Shareholder Approval of Certain Transactions
The Company’s articles of incorporation provide that an amendment of the Company’s articles of incorporation, a plan of merger or share exchange, a transaction involving the sale of all or substantially all of the Company’s assets other than in the regular course of business, and a plan of dissolution must be approved by the vote of a majority of all the votes entitled to be cast on such transactions by each voting group entitled to vote on the transaction at a meeting at which a quorum of the voting group is present, provided that the transaction has been approved and recommended by at least two-thirds of the directors in office at the time of such approval and recommendation. If the transaction is not so approved and recommended by two-thirds of the directors in office, then the transaction must be approved by the vote of eighty percent (80%) or more of all the votes entitled to be cast on such transactions by each voting group entitled to vote on the transaction.
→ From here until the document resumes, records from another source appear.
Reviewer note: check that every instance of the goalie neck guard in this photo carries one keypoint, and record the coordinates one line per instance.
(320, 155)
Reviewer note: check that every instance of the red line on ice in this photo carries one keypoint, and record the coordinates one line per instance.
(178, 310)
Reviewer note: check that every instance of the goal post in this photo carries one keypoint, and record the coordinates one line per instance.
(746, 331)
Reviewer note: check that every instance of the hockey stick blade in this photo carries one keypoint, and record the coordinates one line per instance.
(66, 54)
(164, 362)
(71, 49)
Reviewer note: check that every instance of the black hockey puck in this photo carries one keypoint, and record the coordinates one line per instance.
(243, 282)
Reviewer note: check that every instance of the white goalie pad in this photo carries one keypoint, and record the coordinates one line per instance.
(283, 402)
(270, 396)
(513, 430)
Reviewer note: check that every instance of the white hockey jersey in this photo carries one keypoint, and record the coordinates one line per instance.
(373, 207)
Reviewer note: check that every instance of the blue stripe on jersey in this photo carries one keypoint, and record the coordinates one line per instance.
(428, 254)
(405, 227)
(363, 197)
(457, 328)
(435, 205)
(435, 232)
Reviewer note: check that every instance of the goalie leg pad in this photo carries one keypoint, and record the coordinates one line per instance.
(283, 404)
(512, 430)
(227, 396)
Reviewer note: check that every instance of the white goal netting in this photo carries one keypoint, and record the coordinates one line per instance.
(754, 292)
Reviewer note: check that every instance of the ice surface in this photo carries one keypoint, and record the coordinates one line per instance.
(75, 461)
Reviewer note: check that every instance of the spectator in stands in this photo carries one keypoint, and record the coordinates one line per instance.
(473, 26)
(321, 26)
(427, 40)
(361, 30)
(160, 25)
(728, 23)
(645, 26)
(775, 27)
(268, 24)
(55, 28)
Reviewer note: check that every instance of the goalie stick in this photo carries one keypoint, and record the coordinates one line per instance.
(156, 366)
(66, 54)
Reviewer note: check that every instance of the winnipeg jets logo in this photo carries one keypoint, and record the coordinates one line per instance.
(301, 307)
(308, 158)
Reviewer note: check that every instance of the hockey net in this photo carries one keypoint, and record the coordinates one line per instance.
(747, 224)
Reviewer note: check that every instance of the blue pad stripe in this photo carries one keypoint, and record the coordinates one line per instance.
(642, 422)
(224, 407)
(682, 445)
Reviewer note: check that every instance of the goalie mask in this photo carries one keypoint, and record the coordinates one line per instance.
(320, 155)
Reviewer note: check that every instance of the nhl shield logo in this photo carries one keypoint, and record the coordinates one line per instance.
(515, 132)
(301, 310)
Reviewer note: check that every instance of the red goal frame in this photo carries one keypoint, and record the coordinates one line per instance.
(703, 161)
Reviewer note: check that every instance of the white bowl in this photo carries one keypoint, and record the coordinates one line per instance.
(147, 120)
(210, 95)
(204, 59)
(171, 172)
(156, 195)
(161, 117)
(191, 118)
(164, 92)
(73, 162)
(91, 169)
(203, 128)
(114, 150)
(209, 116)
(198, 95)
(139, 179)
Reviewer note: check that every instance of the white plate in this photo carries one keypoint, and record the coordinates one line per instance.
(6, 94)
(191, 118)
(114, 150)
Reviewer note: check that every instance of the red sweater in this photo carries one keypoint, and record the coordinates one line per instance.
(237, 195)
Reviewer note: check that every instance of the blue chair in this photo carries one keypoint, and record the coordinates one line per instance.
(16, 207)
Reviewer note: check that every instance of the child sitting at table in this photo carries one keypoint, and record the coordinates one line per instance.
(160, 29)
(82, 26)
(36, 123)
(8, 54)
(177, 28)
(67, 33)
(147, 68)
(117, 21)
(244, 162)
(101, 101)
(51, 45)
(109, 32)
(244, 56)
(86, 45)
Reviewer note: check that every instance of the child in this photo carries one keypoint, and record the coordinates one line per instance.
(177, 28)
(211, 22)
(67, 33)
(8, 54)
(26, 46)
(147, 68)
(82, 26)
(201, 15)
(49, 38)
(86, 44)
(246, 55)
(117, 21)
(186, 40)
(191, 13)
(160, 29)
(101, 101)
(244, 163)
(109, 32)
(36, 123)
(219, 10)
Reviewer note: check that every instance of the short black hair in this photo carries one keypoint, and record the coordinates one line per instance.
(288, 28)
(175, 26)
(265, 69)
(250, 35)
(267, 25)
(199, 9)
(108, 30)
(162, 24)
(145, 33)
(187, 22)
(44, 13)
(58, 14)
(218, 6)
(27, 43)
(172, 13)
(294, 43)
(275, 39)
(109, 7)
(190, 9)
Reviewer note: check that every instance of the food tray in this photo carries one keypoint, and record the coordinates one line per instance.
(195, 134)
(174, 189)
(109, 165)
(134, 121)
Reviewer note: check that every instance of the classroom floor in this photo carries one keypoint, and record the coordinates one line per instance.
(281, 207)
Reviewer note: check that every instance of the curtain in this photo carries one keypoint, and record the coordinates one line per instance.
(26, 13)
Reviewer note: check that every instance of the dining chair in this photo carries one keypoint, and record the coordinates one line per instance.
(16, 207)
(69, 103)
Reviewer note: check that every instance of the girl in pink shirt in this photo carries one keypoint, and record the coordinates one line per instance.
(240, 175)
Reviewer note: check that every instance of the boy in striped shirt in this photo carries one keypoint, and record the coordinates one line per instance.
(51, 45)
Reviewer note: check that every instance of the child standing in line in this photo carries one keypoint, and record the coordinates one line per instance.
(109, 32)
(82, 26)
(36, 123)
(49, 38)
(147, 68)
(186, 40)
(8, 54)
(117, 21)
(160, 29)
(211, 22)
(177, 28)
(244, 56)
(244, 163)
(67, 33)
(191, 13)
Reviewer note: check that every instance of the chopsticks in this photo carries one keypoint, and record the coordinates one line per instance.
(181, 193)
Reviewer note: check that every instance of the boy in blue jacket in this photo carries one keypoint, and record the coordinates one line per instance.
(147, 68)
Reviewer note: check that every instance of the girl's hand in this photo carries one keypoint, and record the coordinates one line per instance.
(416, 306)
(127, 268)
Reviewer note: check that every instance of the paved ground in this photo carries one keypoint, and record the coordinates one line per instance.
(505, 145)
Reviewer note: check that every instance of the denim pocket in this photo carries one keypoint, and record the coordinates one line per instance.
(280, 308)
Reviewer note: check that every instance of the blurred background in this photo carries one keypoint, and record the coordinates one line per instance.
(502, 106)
Classified Board of Directors
The Company’s articles of incorporation provide that the board of directors shall be divided into three classes as nearly equal in number as possible. The members of each class are elected for a term of three years and until their successors are elected and qualified. As a result, approximately one third of the members of the board of directors are elected each year, and two annual meetings are required for the Company’s shareholders to change a majority of the members constituting the board of directors.
Removal of Directors
The Company’s bylaws currently provide that any director may be removed from office at a meeting called expressly for that purpose by the vote of stockholders holding a majority of the shares entitled to vote at an election of directors.
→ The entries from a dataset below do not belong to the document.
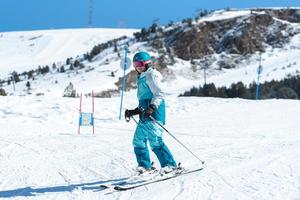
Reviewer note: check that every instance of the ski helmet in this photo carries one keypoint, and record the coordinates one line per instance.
(142, 56)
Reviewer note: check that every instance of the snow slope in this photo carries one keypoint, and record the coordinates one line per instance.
(251, 148)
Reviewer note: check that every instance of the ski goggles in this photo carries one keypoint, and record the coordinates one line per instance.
(139, 64)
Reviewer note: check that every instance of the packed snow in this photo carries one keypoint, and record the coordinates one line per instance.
(251, 148)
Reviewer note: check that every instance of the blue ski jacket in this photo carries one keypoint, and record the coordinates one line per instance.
(149, 91)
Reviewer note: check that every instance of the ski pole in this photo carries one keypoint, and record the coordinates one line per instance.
(152, 118)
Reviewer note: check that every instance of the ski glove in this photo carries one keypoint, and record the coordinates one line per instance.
(149, 111)
(130, 113)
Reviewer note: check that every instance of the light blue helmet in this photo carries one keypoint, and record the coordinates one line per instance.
(142, 56)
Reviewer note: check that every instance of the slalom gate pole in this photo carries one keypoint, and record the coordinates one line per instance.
(152, 118)
(123, 81)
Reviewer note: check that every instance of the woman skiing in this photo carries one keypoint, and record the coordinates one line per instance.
(151, 103)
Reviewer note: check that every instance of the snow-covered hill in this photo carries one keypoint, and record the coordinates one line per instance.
(251, 148)
(26, 50)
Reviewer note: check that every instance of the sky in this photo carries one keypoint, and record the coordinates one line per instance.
(19, 15)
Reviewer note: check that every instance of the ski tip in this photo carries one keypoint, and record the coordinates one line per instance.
(119, 188)
(104, 186)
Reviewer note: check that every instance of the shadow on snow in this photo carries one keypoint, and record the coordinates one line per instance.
(31, 191)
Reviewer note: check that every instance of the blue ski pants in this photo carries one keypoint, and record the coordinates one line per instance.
(150, 131)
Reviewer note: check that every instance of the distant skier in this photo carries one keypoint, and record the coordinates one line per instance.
(151, 102)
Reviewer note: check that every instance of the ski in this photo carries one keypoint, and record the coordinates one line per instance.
(124, 187)
(132, 179)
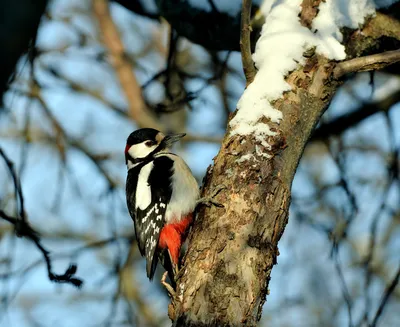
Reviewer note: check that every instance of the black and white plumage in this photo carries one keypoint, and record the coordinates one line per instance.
(161, 196)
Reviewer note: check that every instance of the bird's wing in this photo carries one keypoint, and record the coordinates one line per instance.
(150, 221)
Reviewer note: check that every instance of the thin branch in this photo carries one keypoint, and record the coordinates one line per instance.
(342, 123)
(123, 68)
(245, 47)
(19, 199)
(23, 229)
(373, 62)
Advance Notification Requirements
The Company’s bylaws prescribe the procedure that a shareholder must follow to nominate directors or to bring other business before shareholders’ meetings outside of the proxy statement process. For a shareholder to nominate a candidate for director or to bring other business before at an annual meeting of shareholders, written notice of nomination must be received by the Company’s Corporate Secretary not less than 30 days prior to the first anniversary date of the initial notice given to shareholders of record on the record date for the previous annual meeting by or at the direction of the board of directors; provided, however, that such notice shall not be required to be given more than 90 days prior to the annual meeting of shareholders. Notice of nomination of a director must describe various matters regarding the nominee and the shareholder giving the notice. Notice of other business to be brought before the meeting must include a description of the proposed business, the reasons therefore, and other specified matters regarding the shareholder giving the notice.